HW 3 (Books data analysis)

Assignment overview

In this assignment, you'll analyze a dataset about books.

Goals

Get practice reading and understanding code, understanding and implementing calculations, using return values with functions, and using loops with the accumulator pattern.

Logistics

This is an individual assignment. You are welcome to discuss any part of the assignment with classmates, course staff or Anna. Make sure to cite any help you receive in the "acknowlegdements" portion of the assignment.

This assignment is due at 10PM on Monday, April 13. This assignment does have autograder tests on Gradescope, so I recommend submitting early to make sure you have time to fix and debug any errors.

Setup

Mount the COURSES drive and create a folder called hw3 in your STUWORK folder. Open the new folder in VSCode. If you need a refresher on how to complete these steps, refer back to the in-class lab from the first day of class.

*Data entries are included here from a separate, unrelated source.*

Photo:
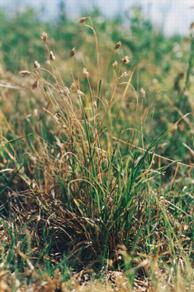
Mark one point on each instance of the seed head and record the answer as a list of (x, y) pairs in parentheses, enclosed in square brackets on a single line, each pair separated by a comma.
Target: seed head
[(35, 84), (44, 37), (36, 65), (72, 52), (126, 60), (25, 73), (118, 45), (142, 92), (52, 56), (86, 73), (114, 64), (83, 19)]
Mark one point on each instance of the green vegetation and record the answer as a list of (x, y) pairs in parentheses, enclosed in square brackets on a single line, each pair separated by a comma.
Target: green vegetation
[(96, 155)]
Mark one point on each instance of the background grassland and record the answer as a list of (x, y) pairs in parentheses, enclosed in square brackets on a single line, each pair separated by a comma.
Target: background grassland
[(96, 159)]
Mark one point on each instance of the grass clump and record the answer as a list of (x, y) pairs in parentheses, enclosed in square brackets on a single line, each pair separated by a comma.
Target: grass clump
[(88, 191)]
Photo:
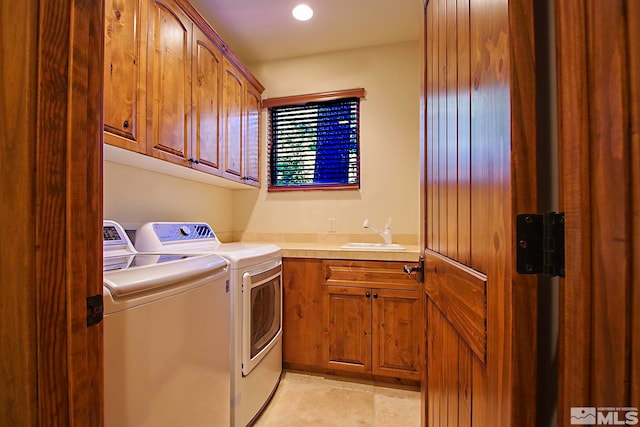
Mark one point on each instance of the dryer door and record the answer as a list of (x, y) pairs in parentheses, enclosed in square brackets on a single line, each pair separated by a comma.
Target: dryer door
[(262, 315)]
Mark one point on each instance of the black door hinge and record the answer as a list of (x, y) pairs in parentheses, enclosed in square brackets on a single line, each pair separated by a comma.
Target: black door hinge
[(418, 269), (95, 310), (540, 244)]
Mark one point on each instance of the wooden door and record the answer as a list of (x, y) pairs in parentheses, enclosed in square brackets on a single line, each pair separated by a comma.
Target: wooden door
[(233, 104), (480, 172), (347, 322), (251, 134), (125, 38), (169, 60), (397, 332), (598, 56), (207, 95), (51, 212)]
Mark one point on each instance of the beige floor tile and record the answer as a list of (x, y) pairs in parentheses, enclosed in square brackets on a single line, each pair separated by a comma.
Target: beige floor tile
[(324, 401)]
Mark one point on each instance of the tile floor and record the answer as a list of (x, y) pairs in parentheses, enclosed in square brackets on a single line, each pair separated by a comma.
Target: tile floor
[(316, 401)]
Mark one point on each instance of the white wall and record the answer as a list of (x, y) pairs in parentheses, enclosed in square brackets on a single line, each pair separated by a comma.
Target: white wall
[(389, 144), (133, 196)]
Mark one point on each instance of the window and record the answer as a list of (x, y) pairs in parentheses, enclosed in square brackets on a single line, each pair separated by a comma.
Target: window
[(314, 141)]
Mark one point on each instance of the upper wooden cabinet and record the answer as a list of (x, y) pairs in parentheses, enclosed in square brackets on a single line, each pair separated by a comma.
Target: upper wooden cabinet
[(240, 127), (174, 91), (207, 65), (251, 133), (124, 74), (234, 92), (169, 86)]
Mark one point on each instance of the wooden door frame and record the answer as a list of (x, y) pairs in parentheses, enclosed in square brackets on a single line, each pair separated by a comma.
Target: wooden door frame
[(598, 54), (52, 174)]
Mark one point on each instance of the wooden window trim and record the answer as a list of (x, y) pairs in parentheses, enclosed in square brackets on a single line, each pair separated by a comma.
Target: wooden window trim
[(313, 97)]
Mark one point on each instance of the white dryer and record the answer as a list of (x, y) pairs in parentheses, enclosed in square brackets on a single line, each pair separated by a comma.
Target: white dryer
[(166, 335), (256, 294)]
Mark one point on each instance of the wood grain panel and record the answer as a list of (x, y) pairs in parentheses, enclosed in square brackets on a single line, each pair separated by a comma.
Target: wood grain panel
[(524, 198), (380, 274), (251, 133), (124, 101), (610, 198), (68, 211), (599, 170), (302, 311), (428, 137), (441, 170), (52, 337), (451, 117), (397, 319), (83, 233), (18, 364), (347, 334), (464, 134), (574, 159), (207, 97), (170, 89), (465, 386), (490, 45), (434, 55), (633, 17), (461, 295), (233, 96), (450, 385)]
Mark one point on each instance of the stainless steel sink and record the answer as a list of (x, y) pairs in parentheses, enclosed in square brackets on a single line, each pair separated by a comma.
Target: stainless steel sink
[(374, 247)]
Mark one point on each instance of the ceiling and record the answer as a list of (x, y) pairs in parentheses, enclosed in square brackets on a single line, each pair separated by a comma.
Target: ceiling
[(264, 30)]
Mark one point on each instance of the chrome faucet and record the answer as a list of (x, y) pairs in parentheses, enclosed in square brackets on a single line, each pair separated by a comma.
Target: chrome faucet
[(386, 234)]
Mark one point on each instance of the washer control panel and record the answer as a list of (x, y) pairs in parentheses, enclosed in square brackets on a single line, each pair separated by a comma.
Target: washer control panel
[(182, 232)]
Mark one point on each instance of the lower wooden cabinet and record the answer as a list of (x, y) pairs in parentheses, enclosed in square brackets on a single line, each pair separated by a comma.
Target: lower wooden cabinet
[(369, 321)]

Next, download this starter zip file. Unzip it and move all three files (dataAnalysis.py, books.csv, and books_small.csv) to your new hw3 folder.

For this assignment, you will modify the code in dataAnalysis.py to analyze the books dataset that you also downloaded.

The dataset was originally collected from goodreads, a book review platform. I accessed it from this site though, and made a few modifications for simplicity.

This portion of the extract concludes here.